Samsung Galaxy Tab S3 performance
We tried out the HDR screen with Amazon Prime’s original series The Man in the High Castle and The Grand Tour, and found that it did look great, with colours that really popped and extremely crisp reproduction overall. However, bandwidth was a big constraint. You’ll need more than 15Mbps to stream at the highest quality and videos will consume nearly 2GB per hour when downloaded, so this isn’t necessarily a practical feature for Indian conditions just yet. There were slight shifts in colour tone when we checked out viewing angles on the screen, but everything else from brightness to the text clarity was fine.
The S-Pen turned out to be quite fun and useful, and we found ourselves using it quite a lot even when just moving through the UI. The main problem with it is that pen-enabled apps, and even the input panel integrated into the default keyboard, all respond to touch as well as the S-Pen tip. This means that we’d often make a mark when we were just trying to rest a hand on the screen in order to start writing. You have to learn to hover your hand slightly off the screen, not treat it like a sheet of paper.
The Galaxy Tab S3 did stutter occasionally during normal use, which could be because of the graphical demands of such a high-resolution screen. Our benchmark scores reflected this as well – we got 138,828 points in AnTuTu, 3,934 in GeekBench’s multi-core test, and 128 in WebXprt. 3DMark Sling Shot Extreme gave us 2,518 points but GFXBench’s high-end Car Chase test running at the native resolution only managed 13fps.

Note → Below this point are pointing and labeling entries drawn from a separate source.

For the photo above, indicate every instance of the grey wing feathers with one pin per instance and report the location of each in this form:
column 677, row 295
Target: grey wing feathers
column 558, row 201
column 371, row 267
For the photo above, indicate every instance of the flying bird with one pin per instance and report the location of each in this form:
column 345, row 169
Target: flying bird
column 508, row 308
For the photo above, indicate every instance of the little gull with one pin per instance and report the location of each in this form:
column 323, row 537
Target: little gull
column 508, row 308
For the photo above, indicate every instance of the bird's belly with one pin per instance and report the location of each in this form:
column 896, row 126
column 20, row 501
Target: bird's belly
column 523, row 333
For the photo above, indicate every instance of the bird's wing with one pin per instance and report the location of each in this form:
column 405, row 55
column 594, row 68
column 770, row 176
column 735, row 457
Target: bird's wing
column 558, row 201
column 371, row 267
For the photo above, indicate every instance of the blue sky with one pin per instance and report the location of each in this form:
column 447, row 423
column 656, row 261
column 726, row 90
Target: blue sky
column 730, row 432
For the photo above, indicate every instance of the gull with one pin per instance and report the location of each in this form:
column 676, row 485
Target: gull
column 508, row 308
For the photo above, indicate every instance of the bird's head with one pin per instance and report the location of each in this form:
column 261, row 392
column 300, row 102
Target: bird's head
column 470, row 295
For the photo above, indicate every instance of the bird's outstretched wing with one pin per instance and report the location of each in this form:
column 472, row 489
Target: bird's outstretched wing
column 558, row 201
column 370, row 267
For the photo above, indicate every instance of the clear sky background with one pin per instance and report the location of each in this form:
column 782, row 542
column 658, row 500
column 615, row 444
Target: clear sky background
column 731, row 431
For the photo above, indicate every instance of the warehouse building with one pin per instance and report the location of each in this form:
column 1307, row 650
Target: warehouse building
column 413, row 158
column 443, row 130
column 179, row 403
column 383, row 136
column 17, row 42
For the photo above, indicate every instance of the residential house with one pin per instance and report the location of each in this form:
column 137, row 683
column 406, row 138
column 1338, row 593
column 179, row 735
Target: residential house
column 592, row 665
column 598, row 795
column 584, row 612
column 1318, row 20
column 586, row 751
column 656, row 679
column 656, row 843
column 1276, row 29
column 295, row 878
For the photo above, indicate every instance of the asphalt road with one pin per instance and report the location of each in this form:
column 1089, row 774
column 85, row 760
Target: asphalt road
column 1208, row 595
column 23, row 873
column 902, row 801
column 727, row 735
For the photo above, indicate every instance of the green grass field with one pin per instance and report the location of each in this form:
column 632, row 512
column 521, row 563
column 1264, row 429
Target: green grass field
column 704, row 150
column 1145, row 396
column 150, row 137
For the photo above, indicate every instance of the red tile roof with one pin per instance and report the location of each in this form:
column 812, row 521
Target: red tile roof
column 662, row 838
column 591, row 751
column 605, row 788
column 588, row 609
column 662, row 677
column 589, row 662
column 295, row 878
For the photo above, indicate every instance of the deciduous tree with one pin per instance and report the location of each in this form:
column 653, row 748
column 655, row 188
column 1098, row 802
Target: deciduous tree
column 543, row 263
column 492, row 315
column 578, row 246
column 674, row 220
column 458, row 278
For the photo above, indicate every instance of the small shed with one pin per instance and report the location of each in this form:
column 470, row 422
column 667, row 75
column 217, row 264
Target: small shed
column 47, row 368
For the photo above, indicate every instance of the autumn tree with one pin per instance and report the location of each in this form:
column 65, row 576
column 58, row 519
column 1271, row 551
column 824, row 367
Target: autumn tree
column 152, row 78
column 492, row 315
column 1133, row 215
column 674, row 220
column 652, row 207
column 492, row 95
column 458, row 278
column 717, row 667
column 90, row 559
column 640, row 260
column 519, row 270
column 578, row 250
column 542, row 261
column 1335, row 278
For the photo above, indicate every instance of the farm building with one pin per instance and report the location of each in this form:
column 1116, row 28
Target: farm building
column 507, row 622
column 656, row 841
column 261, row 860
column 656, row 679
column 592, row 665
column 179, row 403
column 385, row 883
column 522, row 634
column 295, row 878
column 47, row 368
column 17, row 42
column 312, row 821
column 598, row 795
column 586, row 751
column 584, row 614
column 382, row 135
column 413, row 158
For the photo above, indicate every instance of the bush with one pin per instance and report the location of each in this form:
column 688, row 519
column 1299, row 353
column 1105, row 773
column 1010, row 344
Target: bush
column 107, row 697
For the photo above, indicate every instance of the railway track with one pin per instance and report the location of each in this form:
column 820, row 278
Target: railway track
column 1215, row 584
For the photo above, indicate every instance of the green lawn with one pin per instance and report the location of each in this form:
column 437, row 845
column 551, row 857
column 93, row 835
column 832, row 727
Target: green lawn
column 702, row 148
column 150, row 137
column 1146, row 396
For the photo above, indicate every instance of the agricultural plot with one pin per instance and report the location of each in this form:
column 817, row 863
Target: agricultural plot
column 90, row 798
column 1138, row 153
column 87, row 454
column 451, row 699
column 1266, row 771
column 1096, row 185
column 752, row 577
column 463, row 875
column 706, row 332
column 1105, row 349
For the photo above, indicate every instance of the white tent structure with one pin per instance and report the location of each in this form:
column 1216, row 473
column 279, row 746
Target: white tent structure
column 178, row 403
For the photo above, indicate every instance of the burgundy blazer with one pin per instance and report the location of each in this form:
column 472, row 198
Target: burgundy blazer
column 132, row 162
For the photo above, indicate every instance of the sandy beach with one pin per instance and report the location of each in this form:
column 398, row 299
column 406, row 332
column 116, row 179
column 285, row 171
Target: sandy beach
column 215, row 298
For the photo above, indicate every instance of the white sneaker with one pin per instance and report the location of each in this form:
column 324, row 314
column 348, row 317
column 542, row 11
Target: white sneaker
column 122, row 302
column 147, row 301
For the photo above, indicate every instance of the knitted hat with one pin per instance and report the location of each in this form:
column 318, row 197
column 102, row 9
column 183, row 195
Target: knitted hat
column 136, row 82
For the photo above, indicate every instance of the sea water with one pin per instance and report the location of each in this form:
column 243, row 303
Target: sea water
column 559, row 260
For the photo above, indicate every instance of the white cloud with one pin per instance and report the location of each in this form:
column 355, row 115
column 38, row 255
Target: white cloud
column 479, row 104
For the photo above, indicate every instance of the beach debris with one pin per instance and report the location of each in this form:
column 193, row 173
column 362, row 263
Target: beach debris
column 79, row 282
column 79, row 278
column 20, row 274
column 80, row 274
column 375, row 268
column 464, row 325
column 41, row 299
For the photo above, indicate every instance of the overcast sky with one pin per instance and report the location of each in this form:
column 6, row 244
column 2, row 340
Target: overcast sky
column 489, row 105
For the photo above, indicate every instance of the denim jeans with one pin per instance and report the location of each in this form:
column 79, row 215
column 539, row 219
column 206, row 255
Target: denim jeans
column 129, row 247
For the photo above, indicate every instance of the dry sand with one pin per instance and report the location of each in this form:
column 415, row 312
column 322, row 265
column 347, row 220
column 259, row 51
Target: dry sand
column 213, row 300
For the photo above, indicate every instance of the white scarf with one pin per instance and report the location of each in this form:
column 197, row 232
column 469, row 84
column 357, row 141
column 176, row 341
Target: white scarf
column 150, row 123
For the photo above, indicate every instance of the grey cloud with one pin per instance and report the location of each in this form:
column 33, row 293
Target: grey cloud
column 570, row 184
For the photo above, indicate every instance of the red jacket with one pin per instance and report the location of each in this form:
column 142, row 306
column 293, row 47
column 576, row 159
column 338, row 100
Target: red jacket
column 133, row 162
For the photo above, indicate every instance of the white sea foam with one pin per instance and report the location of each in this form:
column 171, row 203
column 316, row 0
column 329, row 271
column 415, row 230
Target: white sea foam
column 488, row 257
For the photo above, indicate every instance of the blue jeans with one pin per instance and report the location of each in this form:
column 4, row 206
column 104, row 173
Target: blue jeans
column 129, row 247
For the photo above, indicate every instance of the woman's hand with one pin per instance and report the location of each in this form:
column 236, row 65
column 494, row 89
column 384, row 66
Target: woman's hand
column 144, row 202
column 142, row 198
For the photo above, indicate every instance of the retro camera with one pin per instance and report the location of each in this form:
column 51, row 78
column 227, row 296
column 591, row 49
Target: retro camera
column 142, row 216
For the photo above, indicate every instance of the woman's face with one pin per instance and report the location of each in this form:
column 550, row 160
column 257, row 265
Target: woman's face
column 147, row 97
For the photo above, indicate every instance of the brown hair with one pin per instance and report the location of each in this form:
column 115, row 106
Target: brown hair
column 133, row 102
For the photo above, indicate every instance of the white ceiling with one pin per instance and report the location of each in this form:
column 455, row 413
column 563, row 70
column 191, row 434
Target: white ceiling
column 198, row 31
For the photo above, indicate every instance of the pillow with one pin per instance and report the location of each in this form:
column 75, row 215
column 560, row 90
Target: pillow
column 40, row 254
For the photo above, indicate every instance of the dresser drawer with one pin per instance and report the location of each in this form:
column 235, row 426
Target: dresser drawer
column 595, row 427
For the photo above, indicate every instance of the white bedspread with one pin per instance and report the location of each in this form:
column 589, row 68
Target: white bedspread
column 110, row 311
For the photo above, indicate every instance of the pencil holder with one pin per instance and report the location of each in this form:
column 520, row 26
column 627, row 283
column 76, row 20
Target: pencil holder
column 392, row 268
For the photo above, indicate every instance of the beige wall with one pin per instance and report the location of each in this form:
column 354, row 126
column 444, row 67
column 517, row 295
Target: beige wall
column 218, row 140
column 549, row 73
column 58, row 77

Samsung usually has a lot to say about its smartphone cameras, but the ones on the Galaxy Tab S3 are nothing to get excited about. The app is quite barebones and doesn’t even have an HDR feature, which is a strange omission. Photos are just okay, lacking detail and texture when seen at full size, but otherwise passable. Video recording goes up to 4K with a 10-minute time limit, and one small spot on the rear of the tablet does get quite hot after use. Thanks to the high resolution, videos are fairly crisp and smooth. The Galaxy Tab S3’s camera is more than usable if you don’t have your phone on you, but it shouldn’t ever be your first choice.
We were able to go for three or four days before needing to charge, based on a couple of hours’ worth of usage each day. We watched lots of videos and played around with the S-Pen a lot, but also used the tablet to read and browse the Web. Our HD video loop test lasted 8 hours, 13 minutes.
The Galaxy Tab S3 is light and easy to carry around, and could be a fun travel companion or a way to get some work done. It’s much less expensive than a 10.5-inch iPad Pro with cellular data plus an Apple Pencil, but the iOS ecosystem is still more tablet-friendly. Plus, the usage experience is more polished overall with an iPad. You’ll be happy with the Galaxy Tab S3 if it’s a secondary or even tertiary device, and there are a number of people who can afford that kind of indulgence. If you don’t need a stylus, the non-Pro iPad (2017) could serve well too.
However, neither option is much good for productivity without a keyboard case, and spending even more money puts the Galaxy Tab S3 in the same territory as a lot of very capable Windows laptops. This is exactly the space that Microsoft and Qualcomm are targeting with the upcoming Snapdragon 835 platform for Windows 10, and such devices promise to eliminate Android’s biggest shortcomings while offering all its benefits. The Galaxy Tab S3 is therefore an extremely niche device, and its success rides almost completely on whether or not the S-Pen is useful to enough people.